Xylosma eoapactis Temporal range: Eocene PreꞒ Ꞓ O S D C P T J K Pg N

Scientific classification
- Kingdom: Plantae
- Clade: Tracheophytes
- Clade: Angiosperms
- Clade: Eudicots
- Clade: Rosids
- Order: Malpighiales
- Family: Salicaceae
- Genus: Xylosma
- Species: †X. eoapactis
- Binomial name: †Xylosma eoapactis Huzioka & Takahasi

= Xylosma eoapactis =

- Genus: Xylosma
- Species: eoapactis
- Authority: Huzioka & Takahasi

Extinct species of flowering plant

Xylosma eoapactis is an extinct species of flowering plant in the family Salicaceae, excavated from two sites in Yamaguchi Prefecture, with an estimated temporal range spanning the Eocene. It was first described by Kazuo Huzioka and Eitaro Takahasi in 1970.

==Description==
Known only from leaf specimens, Xylosma eoapactis had leaves that measured up to 4.5 cm long and 3.2 cm wide; the shape was triangular or ovate, the apex was acute, the base was subacute, rounded, or cordate, and the margins were serrulate. The leaf surface was coriaceous, and the veins came in pairs that formed a pattern; the petiole was short, about 4 mm long. The leaves of Xylosma eoapactis reportedly bore a close resemblance to the extant Xylosma congesta.

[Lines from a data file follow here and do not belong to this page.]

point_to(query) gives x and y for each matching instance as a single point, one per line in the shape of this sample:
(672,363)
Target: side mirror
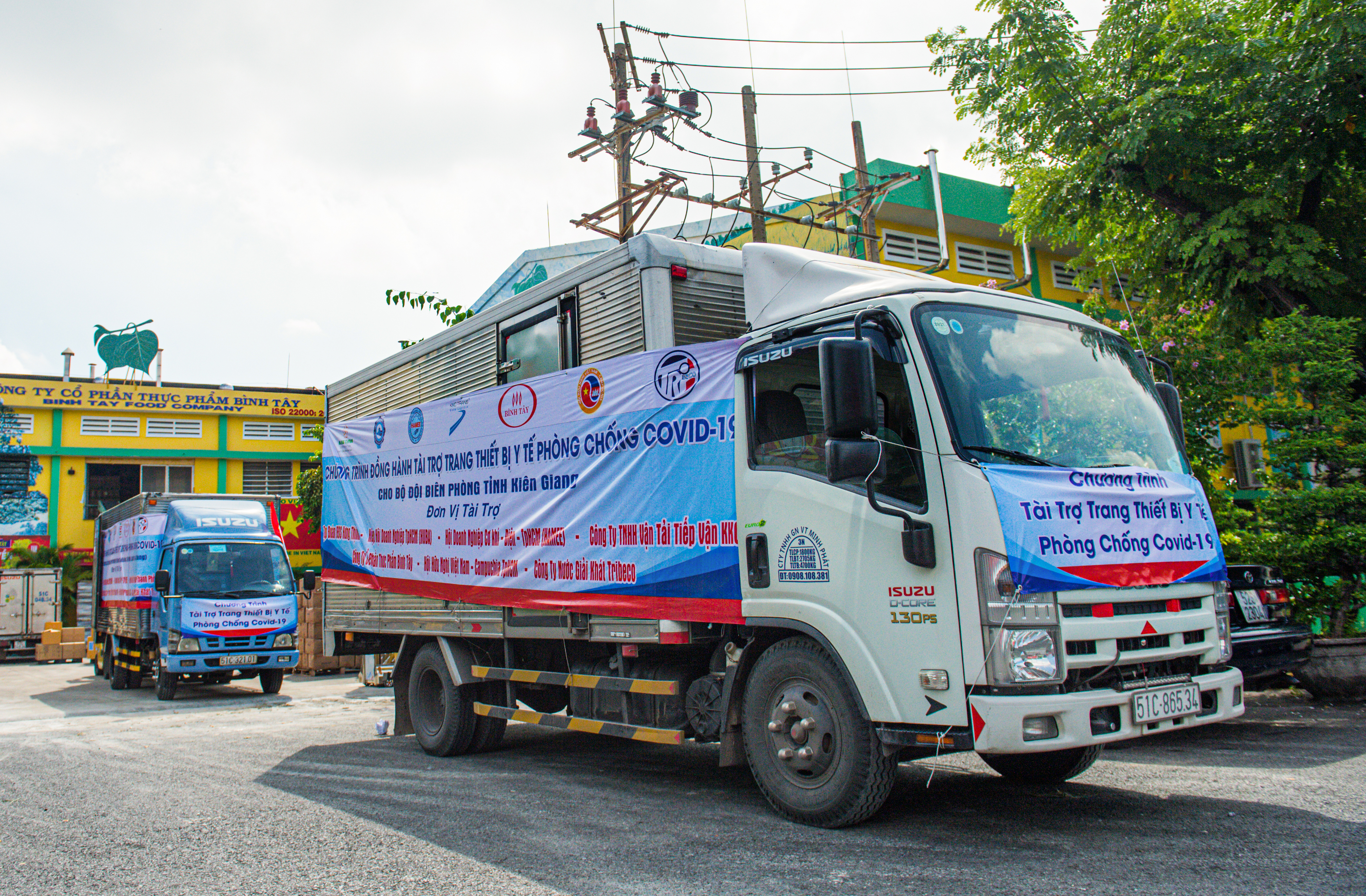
(1171,399)
(847,390)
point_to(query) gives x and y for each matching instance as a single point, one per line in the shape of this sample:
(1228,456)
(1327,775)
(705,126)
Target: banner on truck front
(1104,528)
(607,488)
(129,562)
(220,618)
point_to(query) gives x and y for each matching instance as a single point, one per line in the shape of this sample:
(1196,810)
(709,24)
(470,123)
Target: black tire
(271,681)
(1044,768)
(443,719)
(488,730)
(119,677)
(167,683)
(846,778)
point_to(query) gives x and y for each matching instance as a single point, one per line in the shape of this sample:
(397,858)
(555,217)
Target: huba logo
(675,375)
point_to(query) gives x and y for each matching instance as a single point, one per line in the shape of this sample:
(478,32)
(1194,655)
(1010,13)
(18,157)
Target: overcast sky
(255,175)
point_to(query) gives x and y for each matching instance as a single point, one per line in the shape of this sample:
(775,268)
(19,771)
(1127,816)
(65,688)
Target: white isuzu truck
(830,514)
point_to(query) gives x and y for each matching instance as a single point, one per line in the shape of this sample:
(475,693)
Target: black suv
(1265,641)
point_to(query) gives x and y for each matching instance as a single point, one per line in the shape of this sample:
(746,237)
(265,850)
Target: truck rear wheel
(813,756)
(443,719)
(271,681)
(167,683)
(1044,768)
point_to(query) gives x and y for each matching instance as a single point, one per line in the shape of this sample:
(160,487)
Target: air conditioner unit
(1248,463)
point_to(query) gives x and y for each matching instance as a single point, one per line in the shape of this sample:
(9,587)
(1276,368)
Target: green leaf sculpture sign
(126,347)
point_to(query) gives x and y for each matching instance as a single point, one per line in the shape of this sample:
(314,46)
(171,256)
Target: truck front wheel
(443,719)
(1044,768)
(813,756)
(271,681)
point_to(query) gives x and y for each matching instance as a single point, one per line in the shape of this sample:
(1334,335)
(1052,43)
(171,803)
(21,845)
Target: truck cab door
(835,563)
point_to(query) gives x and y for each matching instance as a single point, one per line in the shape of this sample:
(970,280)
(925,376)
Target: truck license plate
(1167,703)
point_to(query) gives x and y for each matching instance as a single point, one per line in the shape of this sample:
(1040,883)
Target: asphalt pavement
(231,791)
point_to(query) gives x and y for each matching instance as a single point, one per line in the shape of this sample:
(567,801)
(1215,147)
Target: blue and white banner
(606,488)
(1104,528)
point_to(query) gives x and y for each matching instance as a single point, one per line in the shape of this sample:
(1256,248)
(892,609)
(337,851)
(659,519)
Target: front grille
(1129,675)
(1147,642)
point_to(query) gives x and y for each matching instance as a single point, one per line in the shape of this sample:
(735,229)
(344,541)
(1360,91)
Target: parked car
(1265,641)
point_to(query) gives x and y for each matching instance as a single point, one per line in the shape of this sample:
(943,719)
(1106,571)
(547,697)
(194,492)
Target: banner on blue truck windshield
(1104,528)
(129,558)
(607,488)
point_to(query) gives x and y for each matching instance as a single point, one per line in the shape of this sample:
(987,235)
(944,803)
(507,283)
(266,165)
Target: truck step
(595,682)
(588,726)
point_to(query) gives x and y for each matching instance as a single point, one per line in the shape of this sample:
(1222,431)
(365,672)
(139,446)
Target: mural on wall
(128,347)
(24,513)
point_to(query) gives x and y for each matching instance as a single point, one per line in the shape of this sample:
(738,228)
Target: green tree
(47,558)
(1207,148)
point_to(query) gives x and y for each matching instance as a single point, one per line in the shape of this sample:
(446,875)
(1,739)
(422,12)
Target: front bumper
(999,719)
(208,663)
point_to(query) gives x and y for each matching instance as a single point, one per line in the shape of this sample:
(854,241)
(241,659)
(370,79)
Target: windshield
(233,569)
(1028,390)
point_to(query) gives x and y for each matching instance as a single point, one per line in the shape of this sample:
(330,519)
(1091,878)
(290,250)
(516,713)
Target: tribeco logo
(592,387)
(677,373)
(517,406)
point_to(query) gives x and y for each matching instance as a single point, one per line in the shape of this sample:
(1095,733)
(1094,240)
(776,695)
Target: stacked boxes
(61,644)
(310,638)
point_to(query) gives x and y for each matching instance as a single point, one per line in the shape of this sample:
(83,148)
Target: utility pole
(861,180)
(752,155)
(624,143)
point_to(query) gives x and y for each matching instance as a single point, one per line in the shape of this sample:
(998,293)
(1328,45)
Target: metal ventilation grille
(708,306)
(611,319)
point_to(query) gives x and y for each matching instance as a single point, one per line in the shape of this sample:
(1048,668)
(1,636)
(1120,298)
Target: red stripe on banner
(696,610)
(1136,574)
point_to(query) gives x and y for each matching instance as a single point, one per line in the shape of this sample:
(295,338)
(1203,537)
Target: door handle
(756,556)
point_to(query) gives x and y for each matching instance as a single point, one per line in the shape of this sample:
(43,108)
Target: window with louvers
(267,477)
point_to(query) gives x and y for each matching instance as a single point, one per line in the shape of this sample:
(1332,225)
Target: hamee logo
(517,406)
(675,376)
(592,387)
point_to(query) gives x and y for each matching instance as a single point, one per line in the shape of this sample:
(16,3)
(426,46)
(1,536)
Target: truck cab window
(787,421)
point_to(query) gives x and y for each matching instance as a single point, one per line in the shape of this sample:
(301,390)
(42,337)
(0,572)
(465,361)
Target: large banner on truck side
(606,488)
(129,562)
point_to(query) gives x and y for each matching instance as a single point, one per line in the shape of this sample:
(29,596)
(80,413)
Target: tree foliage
(1208,148)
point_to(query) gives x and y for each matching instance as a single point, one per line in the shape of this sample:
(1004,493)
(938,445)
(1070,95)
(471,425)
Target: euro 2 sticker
(802,558)
(517,406)
(592,386)
(677,375)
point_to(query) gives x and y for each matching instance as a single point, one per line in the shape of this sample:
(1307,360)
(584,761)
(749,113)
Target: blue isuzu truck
(194,588)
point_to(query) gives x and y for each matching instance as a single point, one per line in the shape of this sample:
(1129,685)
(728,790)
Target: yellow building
(73,449)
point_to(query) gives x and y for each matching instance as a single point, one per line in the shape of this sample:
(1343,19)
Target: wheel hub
(802,732)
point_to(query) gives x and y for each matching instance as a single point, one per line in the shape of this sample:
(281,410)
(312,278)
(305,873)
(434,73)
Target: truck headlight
(1020,632)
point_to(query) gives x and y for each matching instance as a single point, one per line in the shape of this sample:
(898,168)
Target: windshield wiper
(1013,455)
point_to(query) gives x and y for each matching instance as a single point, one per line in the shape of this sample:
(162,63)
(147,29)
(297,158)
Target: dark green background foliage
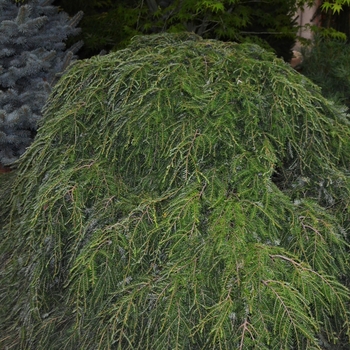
(110,24)
(327,64)
(180,194)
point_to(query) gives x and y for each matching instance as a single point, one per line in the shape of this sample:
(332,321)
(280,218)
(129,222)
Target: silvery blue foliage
(33,55)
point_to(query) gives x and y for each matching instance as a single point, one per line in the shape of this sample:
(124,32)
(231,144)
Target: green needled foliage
(180,194)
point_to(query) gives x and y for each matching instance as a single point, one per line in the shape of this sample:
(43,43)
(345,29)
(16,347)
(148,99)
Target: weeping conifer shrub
(180,194)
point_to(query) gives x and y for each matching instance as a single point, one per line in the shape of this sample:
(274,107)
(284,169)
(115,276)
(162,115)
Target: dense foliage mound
(180,194)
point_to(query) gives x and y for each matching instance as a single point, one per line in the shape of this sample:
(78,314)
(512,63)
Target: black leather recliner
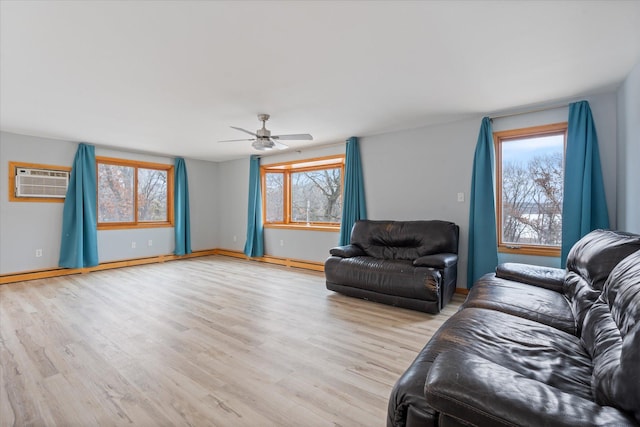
(410,264)
(536,346)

==Taxonomy and discovery==
In 1970, numerous fossil specimens were recovered from Japan’s Okinoyama Formation, where Kazuo Huzioka and Eitaro Takahasi identified Xylosma eoapactis as a new species based solely on fossilized leaves. This taxon is only known from four specimens obtained from two sites: Kami-Umeda and Fujimagari, both located in Ube, a city in Yamaguchi Prefecture.

===Etymology===
The generic name Xylosma derives from xylon (ξύλον), meaning "wood" or "tree", and osmé (ὀσμή), meaning "smell", overall referring to the aromatic wood found in some species. The specific epithet, eoapactis, combines the prefix eo-, which refers to the Eocene epoch, and apactis, which is a reference to Apactis, a defunct genus that has been synonymized with Xylosma.